By the middle of April the house-cleaning was done. One or two motor
parties had come out, dined sedately and wined moderately, and had gone
back to the city again. The next two weeks saw the weather clear. The
roads dried up, robins filled the trees with their noisy spring songs, and
still business continued dull.
By the first day of May, Tillie's uneasiness had become certainty. On that
morning Mr. Schwitter, coming in from the early milking, found her sitting
in the kitchen, her face buried in her apron. He put down the milk-pails
and, going over to her, put a hand on her head.
"I guess there's no mistake, then?"
"There's no mistake," said poor Tillie into her apron.
He bent down and kissed the back of her neck. Then, when she failed to
brighten, he tiptoed around the kitchen, poured the milk into pans, and
rinsed the buckets, working methodically in his heavy way. The tea-kettle
had boiled dry. He filled that, too. Then:-"Do you want to see a doctor?"

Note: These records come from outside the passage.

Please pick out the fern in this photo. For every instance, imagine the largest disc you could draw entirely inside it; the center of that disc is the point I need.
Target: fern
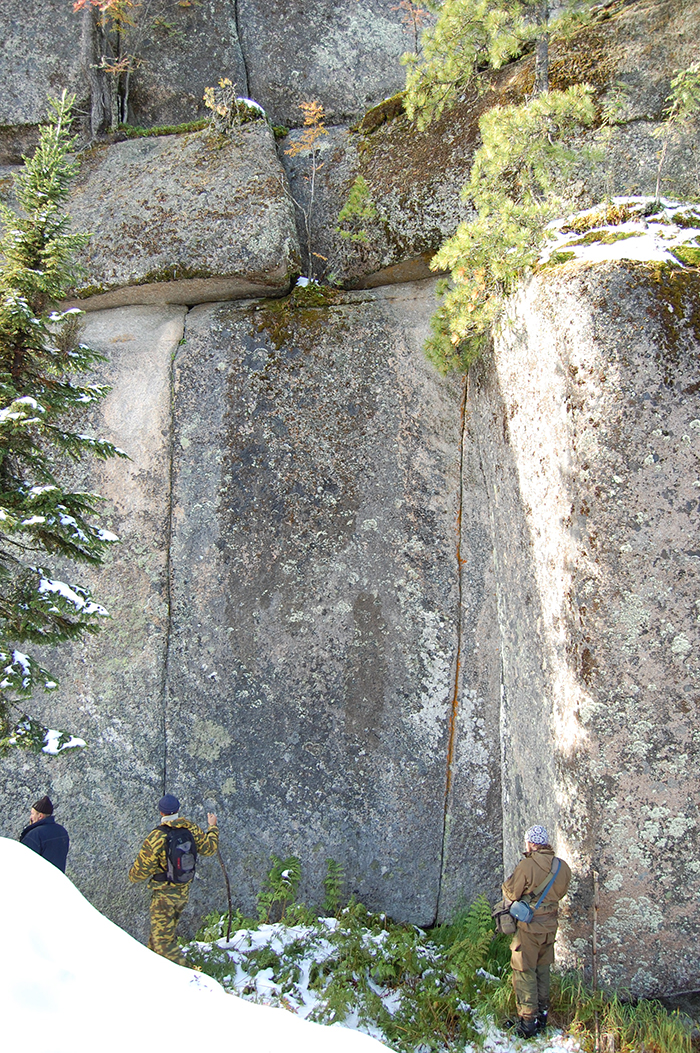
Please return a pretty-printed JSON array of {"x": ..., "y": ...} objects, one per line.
[
  {"x": 333, "y": 882},
  {"x": 280, "y": 887}
]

"I'd better see somebody," she said, without looking up. "And--don't
think I'm blaming you. I guess I don't really blame anybody. As far as
that goes, I've wanted a child right along. It isn't the trouble I am
thinking of either."
He nodded. Words were unnecessary between them. He made some tea clumsily
and browned her a piece of toast. When he had put them on one end of the
kitchen table, he went over to her again.
"I guess I'd ought to have thought of this before, but all I thought of was
trying to get a little happiness out of life. And,"--he stroked her
arm,--"as far as I am concerned, it's been worth while, Tillie. No matter
what I've had to do, I've always looked forward to coming back here to you
in the evening. Maybe I don't say it enough, but I guess you know I feel it
all right."
Without looking up, she placed her hand over his.
"I guess we started wrong," he went on. "You can't build happiness on what
isn't right. You and I can manage well enough; but now that there's going
to be another, it looks different, somehow."
After that morning Tillie took up her burden stoically. The hope of
motherhood alternated with black fits of depression. She sang at her work,
to burst out into sudden tears.
Other things were not going well. Schwitter had given up his nursery
business; but the motorists who came to Hillfoot did not come back. When,
at last, he took the horse and buggy and drove about the country for
orders, he was too late. Other nurserymen had been before him; shrubberies
and orchards were already being set out. The second payment on his
mortgage would be due in July. By the middle of May they were frankly up
against it. Schwitter at last dared to put the situation into words.